My engine has a fallback path, for when GL_ARB_vertex_shader extension is not avaliable. This consists of calculating the shading and textcoords for each vertex, in the CPU.
Now the problem is, I created two small demos with the engine, one is using the vertexshader and the other is using the software shader. The demo was tested in various pcs, by our fans, and registered the fps of the two demos.
The fallback path is always faster, by about 2 to 10 times!
Only in very few cases the GLSL is faster, and even that time, only by 3-4 fps!
Following is both GLSL vertex shader code, and Delphi code.

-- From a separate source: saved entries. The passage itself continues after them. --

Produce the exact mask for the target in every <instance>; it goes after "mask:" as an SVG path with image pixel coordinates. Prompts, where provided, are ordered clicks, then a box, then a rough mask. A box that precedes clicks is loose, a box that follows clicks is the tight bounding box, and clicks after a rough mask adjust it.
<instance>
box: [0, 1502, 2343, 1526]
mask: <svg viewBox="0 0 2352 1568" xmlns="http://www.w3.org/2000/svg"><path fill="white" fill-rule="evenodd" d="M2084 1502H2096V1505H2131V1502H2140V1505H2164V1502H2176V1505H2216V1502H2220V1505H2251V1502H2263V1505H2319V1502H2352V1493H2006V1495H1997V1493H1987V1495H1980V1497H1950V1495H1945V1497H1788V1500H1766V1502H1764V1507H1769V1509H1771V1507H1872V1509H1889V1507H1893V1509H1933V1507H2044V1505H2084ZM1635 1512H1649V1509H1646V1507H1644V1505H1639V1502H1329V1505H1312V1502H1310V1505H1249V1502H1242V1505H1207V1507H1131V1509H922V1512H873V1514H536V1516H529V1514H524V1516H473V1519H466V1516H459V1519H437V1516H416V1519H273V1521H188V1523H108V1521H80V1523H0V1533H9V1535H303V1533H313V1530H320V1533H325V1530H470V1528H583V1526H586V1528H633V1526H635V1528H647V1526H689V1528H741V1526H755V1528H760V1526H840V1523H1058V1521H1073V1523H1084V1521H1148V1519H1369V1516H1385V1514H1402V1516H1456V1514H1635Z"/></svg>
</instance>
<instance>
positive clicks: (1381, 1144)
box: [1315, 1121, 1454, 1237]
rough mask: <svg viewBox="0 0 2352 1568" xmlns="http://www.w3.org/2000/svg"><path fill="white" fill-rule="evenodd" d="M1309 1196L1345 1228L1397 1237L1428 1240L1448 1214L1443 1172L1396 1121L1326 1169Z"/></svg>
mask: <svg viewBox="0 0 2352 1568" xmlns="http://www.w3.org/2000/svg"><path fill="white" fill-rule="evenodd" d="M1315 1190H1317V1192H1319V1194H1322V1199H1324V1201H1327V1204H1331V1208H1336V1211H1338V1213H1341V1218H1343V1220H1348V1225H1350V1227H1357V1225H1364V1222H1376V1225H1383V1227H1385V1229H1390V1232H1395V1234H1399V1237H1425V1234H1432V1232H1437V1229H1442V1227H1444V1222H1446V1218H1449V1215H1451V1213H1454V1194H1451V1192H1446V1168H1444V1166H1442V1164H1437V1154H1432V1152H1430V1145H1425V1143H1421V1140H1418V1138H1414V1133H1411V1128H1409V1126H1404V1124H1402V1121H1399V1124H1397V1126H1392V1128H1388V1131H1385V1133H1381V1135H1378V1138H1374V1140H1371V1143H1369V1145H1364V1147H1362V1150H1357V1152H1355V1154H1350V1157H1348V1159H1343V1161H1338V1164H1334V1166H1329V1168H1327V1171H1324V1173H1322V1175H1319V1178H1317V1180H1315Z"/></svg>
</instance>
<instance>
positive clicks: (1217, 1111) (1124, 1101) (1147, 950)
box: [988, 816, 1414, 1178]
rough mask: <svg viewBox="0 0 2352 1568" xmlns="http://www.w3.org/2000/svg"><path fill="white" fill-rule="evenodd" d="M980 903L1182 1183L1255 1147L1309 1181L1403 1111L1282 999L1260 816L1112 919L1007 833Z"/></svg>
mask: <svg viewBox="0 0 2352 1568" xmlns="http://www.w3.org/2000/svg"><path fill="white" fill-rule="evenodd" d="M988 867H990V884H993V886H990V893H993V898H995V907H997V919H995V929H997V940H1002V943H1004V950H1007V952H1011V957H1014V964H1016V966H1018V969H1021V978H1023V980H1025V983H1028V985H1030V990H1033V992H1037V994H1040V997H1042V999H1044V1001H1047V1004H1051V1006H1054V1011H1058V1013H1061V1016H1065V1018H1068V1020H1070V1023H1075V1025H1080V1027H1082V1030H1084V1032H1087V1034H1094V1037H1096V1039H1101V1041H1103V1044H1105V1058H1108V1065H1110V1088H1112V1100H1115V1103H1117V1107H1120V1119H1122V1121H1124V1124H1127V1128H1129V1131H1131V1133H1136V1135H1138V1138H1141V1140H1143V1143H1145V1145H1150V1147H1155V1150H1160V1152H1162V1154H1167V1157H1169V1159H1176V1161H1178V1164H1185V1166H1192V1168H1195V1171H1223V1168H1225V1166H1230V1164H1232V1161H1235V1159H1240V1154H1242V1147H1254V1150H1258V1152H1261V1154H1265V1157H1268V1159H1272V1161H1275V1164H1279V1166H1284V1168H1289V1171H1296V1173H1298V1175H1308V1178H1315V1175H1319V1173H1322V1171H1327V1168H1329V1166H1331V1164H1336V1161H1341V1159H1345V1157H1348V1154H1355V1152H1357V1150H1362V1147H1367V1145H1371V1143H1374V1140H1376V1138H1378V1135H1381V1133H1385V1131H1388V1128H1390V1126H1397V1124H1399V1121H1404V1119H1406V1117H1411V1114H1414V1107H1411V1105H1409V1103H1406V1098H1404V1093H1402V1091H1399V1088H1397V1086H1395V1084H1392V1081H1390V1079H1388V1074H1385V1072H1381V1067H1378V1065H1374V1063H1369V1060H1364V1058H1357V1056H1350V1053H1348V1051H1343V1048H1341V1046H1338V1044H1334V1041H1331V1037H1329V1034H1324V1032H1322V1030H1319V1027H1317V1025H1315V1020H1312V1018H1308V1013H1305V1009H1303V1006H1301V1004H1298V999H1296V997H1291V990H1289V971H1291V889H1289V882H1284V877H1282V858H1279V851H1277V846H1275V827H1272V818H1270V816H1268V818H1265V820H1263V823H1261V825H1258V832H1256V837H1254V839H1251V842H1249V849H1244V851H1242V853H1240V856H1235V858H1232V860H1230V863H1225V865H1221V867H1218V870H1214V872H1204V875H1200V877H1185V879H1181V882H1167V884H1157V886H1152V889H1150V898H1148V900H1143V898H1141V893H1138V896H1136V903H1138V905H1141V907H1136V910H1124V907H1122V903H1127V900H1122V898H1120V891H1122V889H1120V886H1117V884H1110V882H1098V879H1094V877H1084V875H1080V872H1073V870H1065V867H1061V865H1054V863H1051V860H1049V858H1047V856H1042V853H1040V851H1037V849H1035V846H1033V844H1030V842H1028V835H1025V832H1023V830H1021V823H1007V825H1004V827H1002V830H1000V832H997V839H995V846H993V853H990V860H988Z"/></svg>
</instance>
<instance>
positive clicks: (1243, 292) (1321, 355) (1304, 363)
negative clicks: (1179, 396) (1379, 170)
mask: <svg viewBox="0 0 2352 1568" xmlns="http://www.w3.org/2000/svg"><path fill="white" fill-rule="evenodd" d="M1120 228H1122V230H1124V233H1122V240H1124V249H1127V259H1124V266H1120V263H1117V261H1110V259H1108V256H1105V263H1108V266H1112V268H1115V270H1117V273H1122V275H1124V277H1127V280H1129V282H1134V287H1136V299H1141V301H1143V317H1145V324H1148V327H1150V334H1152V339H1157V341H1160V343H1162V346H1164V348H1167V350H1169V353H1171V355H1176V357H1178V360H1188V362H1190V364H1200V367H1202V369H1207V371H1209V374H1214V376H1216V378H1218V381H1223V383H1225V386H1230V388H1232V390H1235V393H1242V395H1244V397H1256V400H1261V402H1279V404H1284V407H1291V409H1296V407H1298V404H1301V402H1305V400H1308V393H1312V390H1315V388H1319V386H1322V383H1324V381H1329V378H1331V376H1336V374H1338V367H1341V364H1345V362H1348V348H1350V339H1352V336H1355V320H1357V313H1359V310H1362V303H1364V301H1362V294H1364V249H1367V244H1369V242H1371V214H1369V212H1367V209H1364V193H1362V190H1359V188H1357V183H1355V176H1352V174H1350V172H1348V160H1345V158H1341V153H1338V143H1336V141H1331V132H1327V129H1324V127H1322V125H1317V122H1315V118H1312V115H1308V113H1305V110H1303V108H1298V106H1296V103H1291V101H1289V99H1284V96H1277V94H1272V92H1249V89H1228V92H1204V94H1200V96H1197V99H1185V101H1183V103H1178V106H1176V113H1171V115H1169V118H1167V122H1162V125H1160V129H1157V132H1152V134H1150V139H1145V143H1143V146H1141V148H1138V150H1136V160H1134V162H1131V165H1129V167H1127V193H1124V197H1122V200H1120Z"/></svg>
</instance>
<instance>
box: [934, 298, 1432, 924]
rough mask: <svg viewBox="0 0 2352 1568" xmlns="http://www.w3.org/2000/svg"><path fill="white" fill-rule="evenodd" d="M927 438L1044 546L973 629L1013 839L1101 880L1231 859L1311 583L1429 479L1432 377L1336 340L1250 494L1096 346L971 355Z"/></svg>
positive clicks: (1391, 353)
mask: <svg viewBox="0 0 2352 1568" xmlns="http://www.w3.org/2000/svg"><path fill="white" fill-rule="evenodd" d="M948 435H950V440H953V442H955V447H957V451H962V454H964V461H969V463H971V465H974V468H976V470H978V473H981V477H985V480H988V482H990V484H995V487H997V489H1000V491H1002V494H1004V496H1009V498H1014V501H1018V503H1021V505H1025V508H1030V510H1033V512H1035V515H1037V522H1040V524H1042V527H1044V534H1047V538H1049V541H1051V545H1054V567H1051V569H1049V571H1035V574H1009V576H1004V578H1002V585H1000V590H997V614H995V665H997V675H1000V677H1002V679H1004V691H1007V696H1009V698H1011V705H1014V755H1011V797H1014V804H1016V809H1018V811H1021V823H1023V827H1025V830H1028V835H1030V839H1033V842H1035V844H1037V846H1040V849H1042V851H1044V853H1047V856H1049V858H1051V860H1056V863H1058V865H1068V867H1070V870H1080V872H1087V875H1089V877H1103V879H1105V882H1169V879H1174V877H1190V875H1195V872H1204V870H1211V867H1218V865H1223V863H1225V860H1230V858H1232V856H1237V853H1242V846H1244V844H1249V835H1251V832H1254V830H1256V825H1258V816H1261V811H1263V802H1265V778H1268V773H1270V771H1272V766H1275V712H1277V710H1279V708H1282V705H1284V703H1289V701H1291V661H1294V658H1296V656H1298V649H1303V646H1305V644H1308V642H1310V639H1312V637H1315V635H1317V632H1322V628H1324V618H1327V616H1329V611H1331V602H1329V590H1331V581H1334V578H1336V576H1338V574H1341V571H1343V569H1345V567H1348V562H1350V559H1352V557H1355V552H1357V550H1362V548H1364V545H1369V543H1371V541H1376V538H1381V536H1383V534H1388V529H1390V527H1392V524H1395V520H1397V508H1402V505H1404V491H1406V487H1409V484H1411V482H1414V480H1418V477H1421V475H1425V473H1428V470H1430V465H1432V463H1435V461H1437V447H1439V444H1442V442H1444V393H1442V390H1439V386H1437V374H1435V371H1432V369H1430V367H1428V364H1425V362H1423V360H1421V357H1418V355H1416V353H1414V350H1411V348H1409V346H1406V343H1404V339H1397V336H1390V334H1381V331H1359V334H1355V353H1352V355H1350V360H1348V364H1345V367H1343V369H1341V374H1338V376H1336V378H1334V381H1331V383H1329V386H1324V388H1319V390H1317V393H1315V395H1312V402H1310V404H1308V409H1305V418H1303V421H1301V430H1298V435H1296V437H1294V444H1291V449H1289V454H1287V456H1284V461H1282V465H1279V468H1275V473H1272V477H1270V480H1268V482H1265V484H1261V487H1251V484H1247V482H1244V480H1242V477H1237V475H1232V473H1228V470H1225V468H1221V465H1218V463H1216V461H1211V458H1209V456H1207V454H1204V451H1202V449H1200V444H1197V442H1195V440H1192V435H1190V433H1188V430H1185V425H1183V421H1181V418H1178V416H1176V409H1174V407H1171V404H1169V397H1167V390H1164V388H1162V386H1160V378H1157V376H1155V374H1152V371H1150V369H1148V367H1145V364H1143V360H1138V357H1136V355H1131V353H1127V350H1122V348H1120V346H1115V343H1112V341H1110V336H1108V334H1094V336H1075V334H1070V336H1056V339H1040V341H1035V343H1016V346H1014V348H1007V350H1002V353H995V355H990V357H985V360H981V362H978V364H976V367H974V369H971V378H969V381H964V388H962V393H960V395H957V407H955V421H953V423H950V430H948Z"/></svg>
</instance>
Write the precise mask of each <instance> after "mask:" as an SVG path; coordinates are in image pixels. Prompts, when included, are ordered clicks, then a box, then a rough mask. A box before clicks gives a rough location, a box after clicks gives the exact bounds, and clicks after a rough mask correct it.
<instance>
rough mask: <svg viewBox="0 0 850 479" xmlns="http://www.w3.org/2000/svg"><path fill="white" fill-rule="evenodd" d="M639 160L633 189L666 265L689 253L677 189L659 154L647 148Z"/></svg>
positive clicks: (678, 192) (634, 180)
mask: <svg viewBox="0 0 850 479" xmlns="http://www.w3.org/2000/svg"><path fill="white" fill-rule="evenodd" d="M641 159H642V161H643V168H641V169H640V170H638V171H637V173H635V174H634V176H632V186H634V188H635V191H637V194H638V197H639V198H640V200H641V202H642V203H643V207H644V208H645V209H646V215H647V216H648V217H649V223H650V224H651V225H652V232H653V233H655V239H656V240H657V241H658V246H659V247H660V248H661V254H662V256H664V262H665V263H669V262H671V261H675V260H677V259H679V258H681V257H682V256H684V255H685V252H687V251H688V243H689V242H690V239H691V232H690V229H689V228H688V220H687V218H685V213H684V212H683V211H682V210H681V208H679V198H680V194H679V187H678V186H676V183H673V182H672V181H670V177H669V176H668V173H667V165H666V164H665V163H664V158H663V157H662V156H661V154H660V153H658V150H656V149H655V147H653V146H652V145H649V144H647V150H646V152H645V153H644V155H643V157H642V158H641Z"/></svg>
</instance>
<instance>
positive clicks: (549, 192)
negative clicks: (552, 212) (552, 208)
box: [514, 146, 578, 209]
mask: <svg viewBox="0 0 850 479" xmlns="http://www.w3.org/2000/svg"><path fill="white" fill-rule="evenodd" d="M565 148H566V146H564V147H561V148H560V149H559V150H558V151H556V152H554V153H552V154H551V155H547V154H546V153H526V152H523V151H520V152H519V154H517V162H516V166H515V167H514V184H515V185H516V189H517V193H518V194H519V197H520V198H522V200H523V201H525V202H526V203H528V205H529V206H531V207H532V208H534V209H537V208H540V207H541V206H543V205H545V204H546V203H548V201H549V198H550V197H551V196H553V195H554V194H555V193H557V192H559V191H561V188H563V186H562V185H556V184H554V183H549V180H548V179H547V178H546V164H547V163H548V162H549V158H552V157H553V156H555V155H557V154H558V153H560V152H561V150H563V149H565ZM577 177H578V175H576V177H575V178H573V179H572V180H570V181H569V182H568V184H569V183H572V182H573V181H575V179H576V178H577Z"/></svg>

Both produce exactly same output, but the Delphi code gets in average 250fps, and the GLSL only 20-30!
uniform vec3 light;
void main(){
vec3 shade;
vec3 normal = normalize(gl_NormalMatrix * gl_Normal);
shade.s = dot(normal,light);
if (shade.s<0.0) shade.s=0.0;
gl_TexCoord[0].s = shade.s;
gl_TexCoord[1] = gl_TextureMatrix[0] * gl_MultiTexCoord0;
gl_Position = ftransform();
gl_FrontColor = gl_Color;
vec4 ecPosition = gl_ModelViewMatrix * gl_Vertex;
gl_FogFragCoord = abs(ecPosition.z);
}
If VertexShaderAvaliable Then
Begin
glUseProgram(_Program);
With Renderer.Light Do
glUniform3f(_ShLight,X,Y,Z);
Exit;
End;
While VertexCount>0 Do
Begin
_Normal:=Source.Normal;
_Vector:=VectorRotate(_Normal,ViewMatrix);
_Shade:=VectorDot(_Vector, Renderer.Light);
If _Shade<0 Then _Shade:=0;
TexCoord^:=Source.TexCoord;
Dest.Position:=Source.Position;
Dest.TexCoord.U:=1.0-_Shade;
Dest.Normal:=Source.Normal;
Inc(Source);
Inc(Dest);
Inc(TexCoord);
Dec(VertexCount);
End;
Extra question: Its wise to clear depth/stencil many times per frame? My engine use various stencil effects for shadows, mirrors and more, and normally I clear the stencil 3 or 4 times per frame. I also clear the depth buffer right before drawing the 2d GUI stuff, plus in each frame start.